Bilateral duplex collecting systems

Case contributed by Derek Smith
Diagnosis certain

Presentation

Investigation for right iliac fossa pain. No relevant previous imaging studies. Normal renal function.

Patient Data

Age: 65 years
Gender: Male

Incidental bilateral duplex collecting systems.

The left lower pole renal pelvis is mildly dilated (unchanged from prior studies). The left sided pelvises fuse to form a single ureter at the PUJ.

The right sided abnormality is more subtle (and missed on initial reading). The lower pole pelvis does not fuse with the upper pole, with a thin tube coming close to the main ureter at the level of the aortic bifurcation. The ureters run adjacent to each other, but are still discrete, into the bladder. No ureterocele, single ureteric orifice suspected but no delayed/urographic phase.
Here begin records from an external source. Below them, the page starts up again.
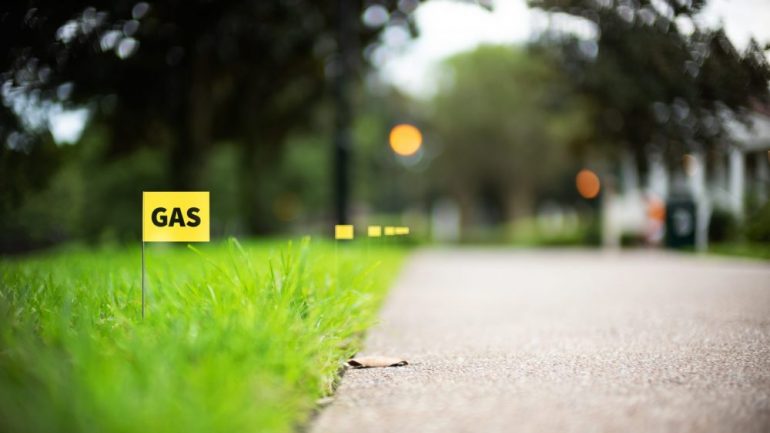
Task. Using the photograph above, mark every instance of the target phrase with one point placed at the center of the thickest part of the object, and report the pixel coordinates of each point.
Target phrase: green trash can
(680, 222)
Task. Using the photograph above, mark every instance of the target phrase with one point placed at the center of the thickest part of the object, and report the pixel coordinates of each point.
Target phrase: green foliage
(235, 338)
(758, 225)
(506, 118)
(653, 86)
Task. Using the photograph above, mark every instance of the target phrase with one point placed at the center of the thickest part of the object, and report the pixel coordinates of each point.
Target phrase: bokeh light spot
(405, 139)
(587, 183)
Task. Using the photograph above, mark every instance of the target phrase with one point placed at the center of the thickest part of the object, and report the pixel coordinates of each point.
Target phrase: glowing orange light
(587, 183)
(405, 139)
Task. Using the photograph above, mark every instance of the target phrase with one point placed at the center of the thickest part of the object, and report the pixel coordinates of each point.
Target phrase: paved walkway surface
(574, 341)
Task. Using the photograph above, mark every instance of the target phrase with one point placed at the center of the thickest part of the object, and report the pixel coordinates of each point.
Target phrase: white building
(724, 182)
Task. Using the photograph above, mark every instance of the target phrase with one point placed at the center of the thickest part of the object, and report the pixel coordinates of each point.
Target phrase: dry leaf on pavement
(376, 361)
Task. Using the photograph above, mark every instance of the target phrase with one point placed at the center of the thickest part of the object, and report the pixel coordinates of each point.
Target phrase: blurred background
(540, 122)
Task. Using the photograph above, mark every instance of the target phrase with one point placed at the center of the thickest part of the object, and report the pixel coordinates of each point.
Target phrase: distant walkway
(566, 342)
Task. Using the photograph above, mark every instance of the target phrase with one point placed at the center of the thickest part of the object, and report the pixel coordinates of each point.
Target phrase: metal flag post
(142, 280)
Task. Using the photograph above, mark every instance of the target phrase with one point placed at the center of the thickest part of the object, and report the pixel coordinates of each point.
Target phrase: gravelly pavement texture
(571, 341)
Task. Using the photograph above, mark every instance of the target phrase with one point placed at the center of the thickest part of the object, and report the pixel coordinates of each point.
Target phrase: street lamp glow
(405, 139)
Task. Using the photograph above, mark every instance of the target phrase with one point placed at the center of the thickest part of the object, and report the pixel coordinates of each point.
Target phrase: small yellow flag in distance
(343, 231)
(175, 216)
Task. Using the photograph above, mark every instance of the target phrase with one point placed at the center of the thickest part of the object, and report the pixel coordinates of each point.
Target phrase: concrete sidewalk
(574, 341)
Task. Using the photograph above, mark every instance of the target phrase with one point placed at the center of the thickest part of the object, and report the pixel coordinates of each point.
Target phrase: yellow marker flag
(344, 231)
(175, 216)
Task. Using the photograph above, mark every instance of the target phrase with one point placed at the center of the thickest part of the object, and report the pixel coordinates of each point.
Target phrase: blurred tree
(179, 75)
(506, 118)
(657, 82)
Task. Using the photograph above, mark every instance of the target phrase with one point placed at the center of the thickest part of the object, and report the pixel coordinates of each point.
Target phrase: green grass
(236, 338)
(741, 249)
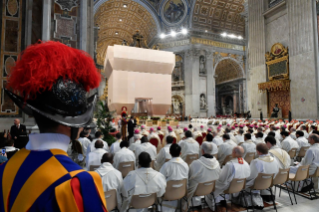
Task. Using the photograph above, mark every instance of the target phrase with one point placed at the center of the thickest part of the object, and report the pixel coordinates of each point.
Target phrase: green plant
(104, 116)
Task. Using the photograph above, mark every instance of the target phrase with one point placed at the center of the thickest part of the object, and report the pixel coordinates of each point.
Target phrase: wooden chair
(282, 178)
(228, 158)
(263, 182)
(302, 152)
(292, 153)
(236, 186)
(249, 157)
(316, 174)
(93, 167)
(301, 175)
(175, 190)
(126, 167)
(190, 158)
(199, 139)
(111, 199)
(204, 189)
(154, 141)
(143, 201)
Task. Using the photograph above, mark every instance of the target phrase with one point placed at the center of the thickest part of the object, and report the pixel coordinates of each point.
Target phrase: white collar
(46, 141)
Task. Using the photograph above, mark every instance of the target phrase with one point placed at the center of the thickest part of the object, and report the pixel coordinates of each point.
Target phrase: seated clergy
(136, 140)
(240, 136)
(146, 146)
(259, 138)
(225, 148)
(98, 136)
(281, 156)
(301, 140)
(217, 139)
(288, 143)
(94, 158)
(209, 139)
(249, 146)
(266, 164)
(164, 154)
(203, 170)
(124, 155)
(111, 178)
(115, 147)
(311, 158)
(174, 169)
(189, 145)
(277, 141)
(144, 180)
(235, 168)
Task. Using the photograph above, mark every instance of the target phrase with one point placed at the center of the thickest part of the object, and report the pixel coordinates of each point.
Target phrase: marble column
(46, 20)
(210, 84)
(83, 24)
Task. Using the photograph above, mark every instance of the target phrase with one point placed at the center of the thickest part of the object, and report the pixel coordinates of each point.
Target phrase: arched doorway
(229, 80)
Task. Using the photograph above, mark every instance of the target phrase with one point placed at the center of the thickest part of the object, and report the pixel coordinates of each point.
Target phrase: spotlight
(184, 31)
(162, 36)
Remaining structures unremarkable; sigmoid diverticulosis.

Annotated image

Axial and coronal planes showing the fusion of the left renal pelvises into a single ureter (red arrows) and separate right sided upper (yellow arrows) and lower (blue arrows) moiety ureters.

Case Discussion

Duplex renal collecting systems are a common normal variant (approximately 1% of normal population), but is increased in patients investigated for urinary tract issues. There is a variety of degrees of abnormalities - see main article.

In some circumstances (but not this patient) the Weigert-Meyer rule can be followed with:

  • upper pole hydronephrosis and ectopic insertion into the bladder with ureterocele
  • anatomically normal lower pole ureter but predisposed to reflux

Bilateral duplex systems (disappointingly not referred to as "duplex duplex"!) are not uncommon, but are usually associated with other renal tract abnormalities. If you see an abnormality on one side, don't forget to examine the other.